This year has been hard for many. But for me and my family it was a big year as well – we became Americans.
After 13 years of navigating the U.S. immigration system from one visa status to another, on Aug. 12 my husband and I gave an oath and got a certificate of citizenship. That meant we could vote. And vote we did – on the first day of early voting, Oct.15.
And that was the day I also started volunteering as a poll worker at the Western Carolina University voting site. I also worked during Election Day at the Jackson County Board of Elections. I was one of the 60 new volunteers out of the 190 people who worked on the elections in Jackson County, according to Lisa Lovedahl, director of Jackson County BOE.
I wanted to volunteer in the elections because I wanted to know how the system works as a citizen, not only as a reporter, but also if I could trust it. Before coming to the U.S. and in academia, I was a journalist and covered U.S. elections since 1996. From those experiences, I knew that elections in the U.S. are very decentralized, with slight differences in each state, but also known to be safe and secure, with few irregularities, if any.
In Jackson County, every new or old volunteer needs to undergo training and learn how to navigate the system to check if voters are registered and to help them to vote. The county in 2020 used new touch screen technology that also featured a paper ballot record.
During the elections (early voting and on Nov. 3) we had to make sure that the number of people registered and people voting were matching and that involved much hand counting by two or more people. Every step of the process, from opening to closing the polling place, was done transparently with bi-partisan participation. If there were attempts to cheat the system, it would have been hard to do so and definitely it would have been hard to do so on a large scale.
Dr. Billy Noell, a retired surgeon who worked at Harris hospital in Sylva for 30 years, said something similar. He was also a first-time volunteer here, but when he was younger in the 1960s in Arkansas he was helping in the elections when his mother was working as a Chief Justice.
“I think that this process is very secure. There are too many checks and balances to cheat. I don’t see how any fraud can happen and for sure not on a large scale,” Noell said in a phone conversation.

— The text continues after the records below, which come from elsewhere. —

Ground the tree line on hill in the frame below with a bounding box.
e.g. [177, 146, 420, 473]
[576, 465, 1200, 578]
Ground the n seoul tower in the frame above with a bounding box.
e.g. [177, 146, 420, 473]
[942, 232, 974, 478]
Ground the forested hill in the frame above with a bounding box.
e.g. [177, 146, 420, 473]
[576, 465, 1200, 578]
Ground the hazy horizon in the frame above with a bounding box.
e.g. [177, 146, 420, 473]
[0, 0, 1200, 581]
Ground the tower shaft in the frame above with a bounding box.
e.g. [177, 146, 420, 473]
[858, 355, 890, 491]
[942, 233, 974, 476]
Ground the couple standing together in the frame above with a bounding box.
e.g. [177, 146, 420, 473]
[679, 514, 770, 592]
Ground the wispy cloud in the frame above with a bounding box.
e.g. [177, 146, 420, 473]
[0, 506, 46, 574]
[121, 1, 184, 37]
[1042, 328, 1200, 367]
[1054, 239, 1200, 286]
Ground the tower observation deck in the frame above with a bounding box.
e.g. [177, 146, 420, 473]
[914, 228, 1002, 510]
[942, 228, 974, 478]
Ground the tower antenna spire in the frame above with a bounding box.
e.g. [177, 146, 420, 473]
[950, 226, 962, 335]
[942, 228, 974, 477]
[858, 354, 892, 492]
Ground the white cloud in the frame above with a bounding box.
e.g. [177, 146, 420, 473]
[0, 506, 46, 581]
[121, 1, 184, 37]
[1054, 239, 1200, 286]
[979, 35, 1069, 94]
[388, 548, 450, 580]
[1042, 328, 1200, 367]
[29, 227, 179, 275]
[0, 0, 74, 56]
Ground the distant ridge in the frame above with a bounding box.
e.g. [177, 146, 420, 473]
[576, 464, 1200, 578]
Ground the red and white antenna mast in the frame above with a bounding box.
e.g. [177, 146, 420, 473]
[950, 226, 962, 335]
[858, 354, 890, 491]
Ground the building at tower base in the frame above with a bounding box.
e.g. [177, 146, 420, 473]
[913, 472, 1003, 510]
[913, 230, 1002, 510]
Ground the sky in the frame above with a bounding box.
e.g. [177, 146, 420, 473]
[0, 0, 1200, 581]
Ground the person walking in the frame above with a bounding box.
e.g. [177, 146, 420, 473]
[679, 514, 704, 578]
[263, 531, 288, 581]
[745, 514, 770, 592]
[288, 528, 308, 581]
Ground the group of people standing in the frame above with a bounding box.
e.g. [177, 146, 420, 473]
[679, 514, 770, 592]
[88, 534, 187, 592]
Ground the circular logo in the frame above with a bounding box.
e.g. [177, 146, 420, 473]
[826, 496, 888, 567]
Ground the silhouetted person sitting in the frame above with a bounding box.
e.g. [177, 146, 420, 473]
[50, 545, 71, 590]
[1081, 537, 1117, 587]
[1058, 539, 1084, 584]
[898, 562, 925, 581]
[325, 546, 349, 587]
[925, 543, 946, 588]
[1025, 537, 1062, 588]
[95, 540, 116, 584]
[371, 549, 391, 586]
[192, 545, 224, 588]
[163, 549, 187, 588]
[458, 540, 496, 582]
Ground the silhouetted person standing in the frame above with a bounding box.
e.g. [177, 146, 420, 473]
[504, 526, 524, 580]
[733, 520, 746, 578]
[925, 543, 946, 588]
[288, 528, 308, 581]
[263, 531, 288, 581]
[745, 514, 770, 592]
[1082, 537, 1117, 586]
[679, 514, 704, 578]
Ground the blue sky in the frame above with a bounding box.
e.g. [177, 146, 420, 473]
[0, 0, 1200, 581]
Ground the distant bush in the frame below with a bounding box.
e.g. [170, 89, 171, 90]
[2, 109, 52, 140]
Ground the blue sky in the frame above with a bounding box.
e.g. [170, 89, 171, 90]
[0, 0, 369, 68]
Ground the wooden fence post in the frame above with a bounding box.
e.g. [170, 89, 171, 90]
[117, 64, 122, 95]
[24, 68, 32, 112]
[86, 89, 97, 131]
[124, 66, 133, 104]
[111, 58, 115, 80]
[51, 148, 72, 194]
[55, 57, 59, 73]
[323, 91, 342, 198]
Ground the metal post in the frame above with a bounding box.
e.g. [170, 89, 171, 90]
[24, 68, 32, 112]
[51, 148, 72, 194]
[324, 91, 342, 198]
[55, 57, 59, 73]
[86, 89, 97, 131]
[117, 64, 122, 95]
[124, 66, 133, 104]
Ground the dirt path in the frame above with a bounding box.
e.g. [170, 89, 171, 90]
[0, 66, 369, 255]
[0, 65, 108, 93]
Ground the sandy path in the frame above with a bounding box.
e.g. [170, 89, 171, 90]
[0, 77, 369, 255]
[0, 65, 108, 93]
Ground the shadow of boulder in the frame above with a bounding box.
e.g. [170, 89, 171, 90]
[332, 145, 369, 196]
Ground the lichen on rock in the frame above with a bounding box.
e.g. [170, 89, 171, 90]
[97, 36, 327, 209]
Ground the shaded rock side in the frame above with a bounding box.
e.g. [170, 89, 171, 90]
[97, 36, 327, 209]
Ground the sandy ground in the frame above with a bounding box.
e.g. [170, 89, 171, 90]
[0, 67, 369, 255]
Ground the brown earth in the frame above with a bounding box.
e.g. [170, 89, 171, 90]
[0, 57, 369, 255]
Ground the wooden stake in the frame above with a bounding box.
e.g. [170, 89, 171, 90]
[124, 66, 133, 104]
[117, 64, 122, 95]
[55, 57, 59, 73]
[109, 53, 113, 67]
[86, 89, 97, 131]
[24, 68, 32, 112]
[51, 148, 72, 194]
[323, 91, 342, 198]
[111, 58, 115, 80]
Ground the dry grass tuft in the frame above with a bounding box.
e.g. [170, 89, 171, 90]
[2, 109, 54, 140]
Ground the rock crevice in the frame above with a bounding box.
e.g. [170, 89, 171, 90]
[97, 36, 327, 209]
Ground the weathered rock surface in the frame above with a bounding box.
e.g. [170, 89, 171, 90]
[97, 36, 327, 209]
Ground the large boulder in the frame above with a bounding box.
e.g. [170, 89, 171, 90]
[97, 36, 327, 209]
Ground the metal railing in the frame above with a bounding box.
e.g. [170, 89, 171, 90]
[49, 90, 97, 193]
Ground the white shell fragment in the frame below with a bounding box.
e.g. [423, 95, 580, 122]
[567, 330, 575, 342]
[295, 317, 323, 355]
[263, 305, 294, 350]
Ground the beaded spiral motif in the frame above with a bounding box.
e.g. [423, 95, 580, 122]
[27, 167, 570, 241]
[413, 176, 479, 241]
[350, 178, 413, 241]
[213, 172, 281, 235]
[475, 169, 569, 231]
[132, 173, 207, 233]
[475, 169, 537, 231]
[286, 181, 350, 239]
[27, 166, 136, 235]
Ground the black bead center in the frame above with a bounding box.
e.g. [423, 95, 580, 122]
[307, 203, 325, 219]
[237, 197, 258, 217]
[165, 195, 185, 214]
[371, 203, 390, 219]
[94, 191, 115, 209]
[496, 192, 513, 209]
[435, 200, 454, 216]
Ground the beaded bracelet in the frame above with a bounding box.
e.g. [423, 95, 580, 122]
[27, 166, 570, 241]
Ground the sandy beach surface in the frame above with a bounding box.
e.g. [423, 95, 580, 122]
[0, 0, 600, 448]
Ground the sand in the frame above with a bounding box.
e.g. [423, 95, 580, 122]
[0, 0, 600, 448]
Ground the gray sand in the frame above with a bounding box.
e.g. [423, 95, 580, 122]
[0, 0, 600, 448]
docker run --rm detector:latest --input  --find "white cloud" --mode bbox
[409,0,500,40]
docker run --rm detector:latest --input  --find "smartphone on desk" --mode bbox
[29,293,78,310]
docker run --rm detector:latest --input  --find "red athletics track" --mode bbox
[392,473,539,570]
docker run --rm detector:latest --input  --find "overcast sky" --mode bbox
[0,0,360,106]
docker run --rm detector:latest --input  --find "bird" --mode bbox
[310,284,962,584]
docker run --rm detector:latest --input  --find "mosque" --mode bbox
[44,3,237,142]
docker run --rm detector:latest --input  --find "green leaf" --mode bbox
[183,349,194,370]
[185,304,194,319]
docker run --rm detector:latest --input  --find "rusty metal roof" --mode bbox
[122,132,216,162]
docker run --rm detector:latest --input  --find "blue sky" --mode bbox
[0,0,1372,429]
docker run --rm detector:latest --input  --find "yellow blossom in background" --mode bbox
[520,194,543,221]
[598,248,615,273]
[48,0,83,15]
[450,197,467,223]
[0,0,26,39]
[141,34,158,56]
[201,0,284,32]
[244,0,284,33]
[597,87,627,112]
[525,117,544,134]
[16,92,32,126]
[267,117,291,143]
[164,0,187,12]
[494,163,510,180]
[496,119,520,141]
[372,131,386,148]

However, he says that the rhetoric to the contrary is harmful to democracy.
“As a physician, many of my patients want to be told what to do,” Noell said. “It is the same in the elections, but now people they trust are saying that the system is fraudulent. I don’t get it.”
Like me, he is politically unaffiliated and had voted for both parties in the past.
Karen Johnson moved to Jackson County in 2014 and worked for the Board of Elections in the 2016 elections. She is a proud Republican and as she said, one of the few working the elections at the WCU polling place. She has also worked for many small towns across the U.S. and knows the election process well. As we talked in her office at the United Christian Ministries in Sylva she mentioned a lot of the stories on uncounted ballots in various states or observers in Pennsylvania not being allowed to observe. Many of these claims were debunked; most of the litigations were not successful and on Dec. 14 Joe Biden was confirmed as president-elect by the Electoral College.
Even though Johnson trusts the system, she remains skeptical.
“As long as you can vote without any document or identification, you can cheat the system,” Johnson said.
Despite the rhetoric of distrust in the election system, she says democracy in the U.S. is not threatened and will survive. Both she and Noell are confident that by the next elections people will be reassured in the system and how it worked, and how it can be improved and made more secure. I will go with that optimism. But I do hope people will be able to make that conclusion on their own, not because someone told them.
I am willing to assume if the election is good in Jackson County I trust people in counties in Michigan, Wisconsin, Pennsylvania or Georgia have the same interest and will to follow the law and procedures to make sure that votes are counted and irregularities or “fraud” is not happening.
Katerina Spasovska, Ph.D., is associate professor and department head of Western Carolina University’s Department of Communication.